SMS-ED = Self-Management Support Education, CTH = Connection to Health, CTH+PF = Connection to Health with Practice Facilitation
Sample
We recruited 36 primary care practices, 18 each in Colorado and California to assure a wide diversity of practices. Inclusion criteria were family medicine or general internal medicine practices with a minimum of 80 patients with T2DM, with all clinicians agreeing to participate. Covariate constrained randomization procedures were used[50 51] to ensure acceptable study arm balance on key practice characteristics (number of providers, % Medicaid, % uninsured, number of diabetic patients, % of diabetic patients with HbA1c>9) that might impact the outcomes.

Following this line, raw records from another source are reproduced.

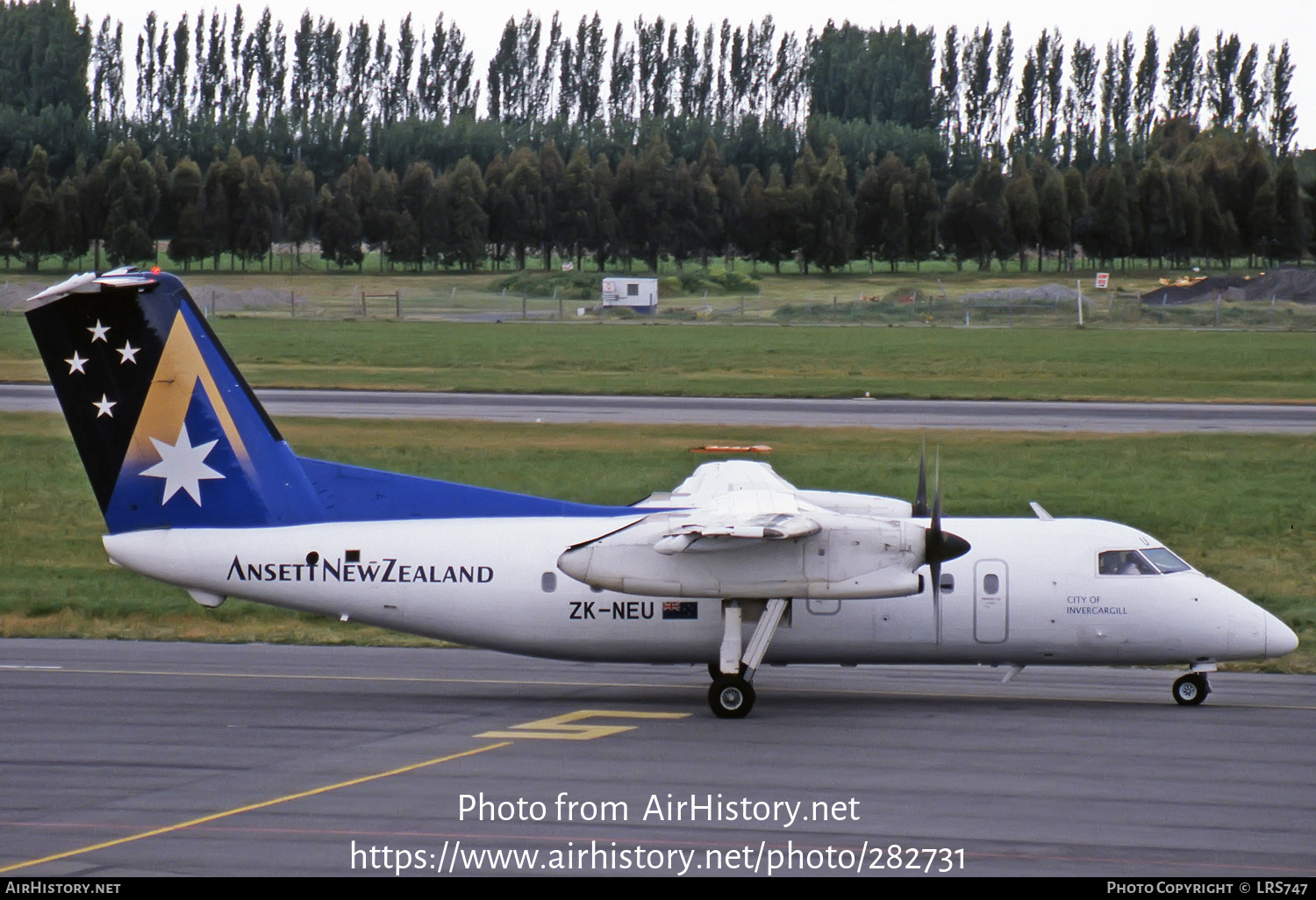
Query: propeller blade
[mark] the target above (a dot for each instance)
(920, 500)
(940, 546)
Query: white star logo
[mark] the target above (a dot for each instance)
(182, 466)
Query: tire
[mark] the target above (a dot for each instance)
(1190, 689)
(731, 696)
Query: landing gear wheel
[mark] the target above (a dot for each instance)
(731, 696)
(1191, 689)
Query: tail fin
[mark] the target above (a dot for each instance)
(168, 429)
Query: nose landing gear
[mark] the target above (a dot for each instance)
(1191, 689)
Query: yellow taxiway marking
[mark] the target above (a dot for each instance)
(563, 728)
(263, 804)
(1050, 692)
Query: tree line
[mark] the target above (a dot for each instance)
(655, 141)
(1216, 196)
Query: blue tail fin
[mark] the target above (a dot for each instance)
(170, 433)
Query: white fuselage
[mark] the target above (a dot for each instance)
(1028, 592)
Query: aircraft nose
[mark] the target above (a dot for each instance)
(1279, 639)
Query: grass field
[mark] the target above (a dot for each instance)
(1236, 507)
(771, 361)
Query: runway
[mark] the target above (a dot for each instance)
(126, 758)
(1031, 416)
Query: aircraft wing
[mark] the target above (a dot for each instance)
(739, 529)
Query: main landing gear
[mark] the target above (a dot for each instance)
(1190, 689)
(732, 692)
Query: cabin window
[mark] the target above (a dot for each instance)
(1126, 562)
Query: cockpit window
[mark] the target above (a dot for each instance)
(1166, 561)
(1124, 562)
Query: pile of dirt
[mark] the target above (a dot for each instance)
(1023, 295)
(1289, 284)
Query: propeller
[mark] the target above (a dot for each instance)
(920, 500)
(939, 546)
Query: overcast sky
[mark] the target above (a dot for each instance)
(1255, 21)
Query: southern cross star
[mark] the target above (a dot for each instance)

Interventions (see Table 1)
SMS Education (SMS-Ed) Arm:
The SMS-ED arm served as an attention control. Project staff met onsite with practice clinicians and staff members for two one-hour sessions to discuss key aspects of SMS. These SMS sessions were standardized across all study arms and topics included describing the differences between SMS and patient education, the evidence for providing SMS in primary care, and patient-centered counseling techniques. Practices also had access to a website with SMS resources for both patients and the practice, but they did not have access to the CTH program nor to any further SMS implementation support.
Connection to Health (CTH) Arm:
In addition to educational sessions on SMS and the web-based resources, practices in this arm received the full use of the CTH program, with basic technical assistance on program operation. The technical assistance covered instruction on CTH, assistance for any technical problems in incorporating the CTH platform into the practice’s computer systems, and answering any questions regarding the on use of CTH. Practices did not, however, receive any practice facilitation to assist with CTH adoption and implementation.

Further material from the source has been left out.